I agree that a bad view of God’s’ image can lead to bad moral actions, not least murder or exploitation, and I agree that theology ought to shape behavior. The fact is that many have had — so they have — more than a healthy view of the image of God and have not seen their way to treating others with the dignity or respect they deserve. E.g., many affirm that women are in God’s image but don’t treat them as they ought to be treated; many affirm the same for children or for those in other nations or who are committed to another religion. Put differently, what we believe doesn’t always work out in practice.
Kilner’s book will be known for its critique of all other approaches to the meaning of image of God, and his approach is to show weaknesses or to suggest potential negative implications of other views of the image of God. So, for instance, he pushes against interpretations that focus on how humans are excellent, how they are like God, and how they are unlike animals.
He also pushes against the view that something happened — negatively — to the image of God in the fall: thus, he doesn’t think the Bible supports the notion that the image of God was completely lost, virtually lost, partly lost, or that its appearance was compromised. The image of God then is in tact in each and every human being. This pushes the problem of the impact of sin onto other areas of anthropology, and he may well be right here.
Kilner also finds misunderstandings in the image of God in those who focus on human attributes — that is, those who focus on one of these four Rs: reason, righteousness, rulership or relationship.
For him the image of God is about our special connection to God and how God intends for that connection to result in humans reflecting God in many ways. So, again, we are at these two terms: connection to God in Christ and reflection of God now and in the future by growing in the attributes of renewal into Christlikeness: thus, reason, righteousness, rulership and relationship. He has good sections on the importance of love. The closer he connects these four attributes to the meaning of “reflection” the less the distinction between attributes and image of God.
Kilner, I think it would be fair and not uncharitable to say, is neither an exegete nor a theologian. Yes, he has done his homework well — he shows a good grasp of the exegetical issues (though we could have had much more on the ancient near east and historical contexts; he know the Bible folks today are thinking image of God refers to “rulership”) and of the theological issues. Yes, he has an admirable grasp of the astounding bibliography at work in discussion of a topic like this. There is nothing here that doesn’t represent standard academic scholarship on the topic. This book is a singular accomplishment.
Yet, the book is constrained by his discipline: ethics or bioethics. He presses the issues toward ethical implications. A big example is his focus in the book — and in the title — on the word “dignity,” which tosses the weight onto anthropology or the significance of humans and tends to minimize the function. I would, in other words, add to his “connection and reflection” the word “function.” His approach comes from an ethical angle and it constrains the implications. Thus, he connects image of God to “rights” and says “people have rights” but his theological orientation leads him then to say “they do not have a right to those rights” (318). Interesting sentence, I have to admit, but I wonder if “rights” hasn’t been undone by saying so.
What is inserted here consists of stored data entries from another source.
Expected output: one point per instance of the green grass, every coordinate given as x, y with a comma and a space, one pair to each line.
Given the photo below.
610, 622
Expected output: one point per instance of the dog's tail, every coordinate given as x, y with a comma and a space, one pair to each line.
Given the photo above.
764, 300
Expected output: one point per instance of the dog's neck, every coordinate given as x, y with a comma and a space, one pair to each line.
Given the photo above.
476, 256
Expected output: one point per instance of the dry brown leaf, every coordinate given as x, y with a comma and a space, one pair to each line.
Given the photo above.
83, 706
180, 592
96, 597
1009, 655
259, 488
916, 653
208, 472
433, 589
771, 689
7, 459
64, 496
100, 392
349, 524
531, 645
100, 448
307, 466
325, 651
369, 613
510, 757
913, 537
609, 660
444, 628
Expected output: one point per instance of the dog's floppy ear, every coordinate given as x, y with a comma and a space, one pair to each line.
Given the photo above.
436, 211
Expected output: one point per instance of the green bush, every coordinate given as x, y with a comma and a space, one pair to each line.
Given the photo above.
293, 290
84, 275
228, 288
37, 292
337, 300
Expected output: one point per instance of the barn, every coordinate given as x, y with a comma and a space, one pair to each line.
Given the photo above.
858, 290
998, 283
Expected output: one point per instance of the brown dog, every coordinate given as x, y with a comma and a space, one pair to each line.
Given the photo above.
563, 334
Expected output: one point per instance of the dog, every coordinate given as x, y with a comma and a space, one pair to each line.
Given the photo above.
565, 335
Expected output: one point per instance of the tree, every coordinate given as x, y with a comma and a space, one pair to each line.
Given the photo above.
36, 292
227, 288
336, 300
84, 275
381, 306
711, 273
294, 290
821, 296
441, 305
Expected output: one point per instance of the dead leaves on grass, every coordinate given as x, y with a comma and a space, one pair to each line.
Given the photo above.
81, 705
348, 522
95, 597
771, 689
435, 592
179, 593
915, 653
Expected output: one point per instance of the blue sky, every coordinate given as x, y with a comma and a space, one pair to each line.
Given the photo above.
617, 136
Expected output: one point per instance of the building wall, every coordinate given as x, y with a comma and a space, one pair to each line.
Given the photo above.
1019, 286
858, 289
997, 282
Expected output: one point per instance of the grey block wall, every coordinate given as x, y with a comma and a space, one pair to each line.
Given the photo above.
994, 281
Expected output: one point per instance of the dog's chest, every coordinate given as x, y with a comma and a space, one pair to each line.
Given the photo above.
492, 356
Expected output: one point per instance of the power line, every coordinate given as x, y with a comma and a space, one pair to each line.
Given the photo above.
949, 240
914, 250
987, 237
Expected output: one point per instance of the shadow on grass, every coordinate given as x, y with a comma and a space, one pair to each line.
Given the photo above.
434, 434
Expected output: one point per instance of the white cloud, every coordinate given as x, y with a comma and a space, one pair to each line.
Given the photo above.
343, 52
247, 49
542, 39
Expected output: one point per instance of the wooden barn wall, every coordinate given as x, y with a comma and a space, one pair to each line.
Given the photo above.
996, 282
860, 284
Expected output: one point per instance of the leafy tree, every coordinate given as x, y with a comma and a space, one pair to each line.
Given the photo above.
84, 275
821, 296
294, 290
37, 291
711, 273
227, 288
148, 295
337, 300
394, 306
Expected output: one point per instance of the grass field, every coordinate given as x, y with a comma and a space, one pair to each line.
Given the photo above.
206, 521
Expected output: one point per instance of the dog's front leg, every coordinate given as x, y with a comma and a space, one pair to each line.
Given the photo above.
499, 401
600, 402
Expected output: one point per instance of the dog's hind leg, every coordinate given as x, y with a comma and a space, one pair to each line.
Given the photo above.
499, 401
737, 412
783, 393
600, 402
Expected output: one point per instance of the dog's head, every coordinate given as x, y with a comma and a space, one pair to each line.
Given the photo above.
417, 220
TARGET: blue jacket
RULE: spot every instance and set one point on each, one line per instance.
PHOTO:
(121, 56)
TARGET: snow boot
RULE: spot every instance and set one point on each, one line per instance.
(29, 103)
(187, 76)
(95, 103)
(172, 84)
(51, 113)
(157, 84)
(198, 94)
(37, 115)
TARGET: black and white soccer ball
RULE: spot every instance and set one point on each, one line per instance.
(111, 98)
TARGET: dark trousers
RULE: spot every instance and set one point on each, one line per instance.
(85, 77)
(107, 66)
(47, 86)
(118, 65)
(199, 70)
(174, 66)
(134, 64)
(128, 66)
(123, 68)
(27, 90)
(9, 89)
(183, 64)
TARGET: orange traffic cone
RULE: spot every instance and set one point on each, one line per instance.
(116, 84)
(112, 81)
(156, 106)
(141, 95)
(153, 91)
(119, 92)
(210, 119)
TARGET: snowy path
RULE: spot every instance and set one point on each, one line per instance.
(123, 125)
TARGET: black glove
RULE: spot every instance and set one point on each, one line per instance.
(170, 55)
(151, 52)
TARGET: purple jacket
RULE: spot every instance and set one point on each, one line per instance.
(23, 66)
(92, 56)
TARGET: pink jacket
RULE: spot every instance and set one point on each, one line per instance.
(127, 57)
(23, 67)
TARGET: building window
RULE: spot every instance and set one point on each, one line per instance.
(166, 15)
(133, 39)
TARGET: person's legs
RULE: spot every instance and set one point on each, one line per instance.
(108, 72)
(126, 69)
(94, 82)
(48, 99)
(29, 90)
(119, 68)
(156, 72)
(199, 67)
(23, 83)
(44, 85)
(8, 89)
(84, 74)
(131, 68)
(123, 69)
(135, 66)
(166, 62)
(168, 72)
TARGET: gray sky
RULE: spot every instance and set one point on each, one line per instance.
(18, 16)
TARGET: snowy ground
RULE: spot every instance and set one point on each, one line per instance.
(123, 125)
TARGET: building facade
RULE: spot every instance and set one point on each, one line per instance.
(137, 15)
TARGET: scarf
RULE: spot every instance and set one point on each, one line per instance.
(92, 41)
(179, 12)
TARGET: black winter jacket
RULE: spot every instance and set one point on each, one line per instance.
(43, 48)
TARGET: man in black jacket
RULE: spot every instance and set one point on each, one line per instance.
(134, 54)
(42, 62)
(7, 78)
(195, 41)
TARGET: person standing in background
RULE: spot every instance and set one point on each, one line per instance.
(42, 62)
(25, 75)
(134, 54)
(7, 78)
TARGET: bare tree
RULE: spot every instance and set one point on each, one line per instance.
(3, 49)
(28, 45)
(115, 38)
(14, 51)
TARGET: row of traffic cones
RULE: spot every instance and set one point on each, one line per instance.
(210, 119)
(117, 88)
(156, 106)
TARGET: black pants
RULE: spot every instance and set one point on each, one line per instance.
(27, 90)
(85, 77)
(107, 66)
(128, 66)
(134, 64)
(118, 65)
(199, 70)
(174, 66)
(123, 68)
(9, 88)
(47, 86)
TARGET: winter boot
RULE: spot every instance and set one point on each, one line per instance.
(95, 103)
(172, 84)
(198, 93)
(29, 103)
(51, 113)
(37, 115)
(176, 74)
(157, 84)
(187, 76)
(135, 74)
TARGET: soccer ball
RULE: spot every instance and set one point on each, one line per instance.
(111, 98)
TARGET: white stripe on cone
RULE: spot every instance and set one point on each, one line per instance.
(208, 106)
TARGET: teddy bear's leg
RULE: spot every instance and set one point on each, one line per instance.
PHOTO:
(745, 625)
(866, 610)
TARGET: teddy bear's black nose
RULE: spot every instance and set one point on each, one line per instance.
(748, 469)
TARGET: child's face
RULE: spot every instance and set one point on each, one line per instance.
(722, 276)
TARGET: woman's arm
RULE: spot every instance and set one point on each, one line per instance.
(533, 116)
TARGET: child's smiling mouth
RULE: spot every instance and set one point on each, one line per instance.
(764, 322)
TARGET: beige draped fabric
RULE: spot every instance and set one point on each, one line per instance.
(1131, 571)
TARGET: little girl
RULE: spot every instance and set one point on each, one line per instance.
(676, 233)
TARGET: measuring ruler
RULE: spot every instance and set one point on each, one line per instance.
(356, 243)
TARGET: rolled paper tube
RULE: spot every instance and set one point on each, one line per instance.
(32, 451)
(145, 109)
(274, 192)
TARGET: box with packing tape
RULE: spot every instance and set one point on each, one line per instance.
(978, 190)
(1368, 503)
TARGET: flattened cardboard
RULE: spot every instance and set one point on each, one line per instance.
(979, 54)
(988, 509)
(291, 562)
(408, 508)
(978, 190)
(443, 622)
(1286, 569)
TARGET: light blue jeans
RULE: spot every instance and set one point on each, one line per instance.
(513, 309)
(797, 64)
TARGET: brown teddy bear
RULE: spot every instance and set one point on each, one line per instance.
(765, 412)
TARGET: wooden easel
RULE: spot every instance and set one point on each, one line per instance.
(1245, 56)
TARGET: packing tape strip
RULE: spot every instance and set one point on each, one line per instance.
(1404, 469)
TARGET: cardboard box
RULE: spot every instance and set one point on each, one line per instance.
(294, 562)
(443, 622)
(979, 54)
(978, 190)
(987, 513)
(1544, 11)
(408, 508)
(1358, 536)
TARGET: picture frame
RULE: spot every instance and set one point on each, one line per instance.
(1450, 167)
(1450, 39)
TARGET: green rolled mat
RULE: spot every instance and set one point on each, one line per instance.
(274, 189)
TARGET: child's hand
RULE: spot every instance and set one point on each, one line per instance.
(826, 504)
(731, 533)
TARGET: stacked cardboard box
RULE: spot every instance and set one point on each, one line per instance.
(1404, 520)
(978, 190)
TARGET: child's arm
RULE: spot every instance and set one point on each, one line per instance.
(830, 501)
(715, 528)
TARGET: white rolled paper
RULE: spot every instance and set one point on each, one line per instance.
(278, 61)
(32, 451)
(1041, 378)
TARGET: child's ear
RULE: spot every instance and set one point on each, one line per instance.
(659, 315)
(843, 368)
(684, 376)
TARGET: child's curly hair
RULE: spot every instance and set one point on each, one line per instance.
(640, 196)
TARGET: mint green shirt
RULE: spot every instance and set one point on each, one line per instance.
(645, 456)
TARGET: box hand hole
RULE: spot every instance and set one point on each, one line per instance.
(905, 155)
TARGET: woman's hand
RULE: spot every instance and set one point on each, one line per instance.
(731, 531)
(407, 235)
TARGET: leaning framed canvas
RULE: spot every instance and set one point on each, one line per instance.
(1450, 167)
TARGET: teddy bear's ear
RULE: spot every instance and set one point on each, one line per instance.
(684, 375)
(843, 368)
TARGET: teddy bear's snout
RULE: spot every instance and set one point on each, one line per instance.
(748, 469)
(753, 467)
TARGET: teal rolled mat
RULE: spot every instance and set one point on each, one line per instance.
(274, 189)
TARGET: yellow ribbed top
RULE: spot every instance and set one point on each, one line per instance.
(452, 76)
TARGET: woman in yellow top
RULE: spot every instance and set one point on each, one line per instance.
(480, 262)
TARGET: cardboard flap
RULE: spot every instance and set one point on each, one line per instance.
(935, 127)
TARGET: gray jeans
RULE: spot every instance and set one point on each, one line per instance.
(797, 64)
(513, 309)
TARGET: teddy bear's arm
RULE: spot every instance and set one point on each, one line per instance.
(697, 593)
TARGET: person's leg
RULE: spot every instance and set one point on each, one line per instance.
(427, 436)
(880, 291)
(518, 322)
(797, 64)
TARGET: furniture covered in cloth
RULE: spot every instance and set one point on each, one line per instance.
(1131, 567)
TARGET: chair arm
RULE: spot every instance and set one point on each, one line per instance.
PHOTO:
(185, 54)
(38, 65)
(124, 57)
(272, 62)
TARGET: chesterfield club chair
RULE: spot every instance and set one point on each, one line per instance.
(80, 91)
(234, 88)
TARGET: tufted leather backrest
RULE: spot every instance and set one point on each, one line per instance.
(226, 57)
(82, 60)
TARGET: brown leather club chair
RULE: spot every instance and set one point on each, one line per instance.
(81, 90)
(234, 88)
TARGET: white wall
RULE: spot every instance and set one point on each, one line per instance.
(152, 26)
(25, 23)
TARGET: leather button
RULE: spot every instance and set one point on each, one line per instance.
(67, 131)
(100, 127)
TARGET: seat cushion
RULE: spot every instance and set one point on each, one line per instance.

Nonetheless, this isn’t a concern to me. What is that he moves toward “rights” and this is a modern ethical category drawn far more from the Enlightenment than from the biblical world, where the category of “responsibility” is probably closer to the ground. Do people, I would ask, because they are made in God’s image have a “right” to the kind of “happiness” that national welfare brings?
That is, he concludes that since people are made in God’s image and it has not been damaged then there should be respect for weakest and the most marginalized, for those with disabilities, those with bodily characteristics (an odd way of talking about race and ethnicity), women and those who are not Christians. He’s right in all this. But if one were to focus on other dimensions of “image of God,” say “rule,” then other elements would come to the surface as well.
As I said above, this book will become the go-to book for those who want to explore “image of God” in a theo-ethical context and in that context the book is a great achievement.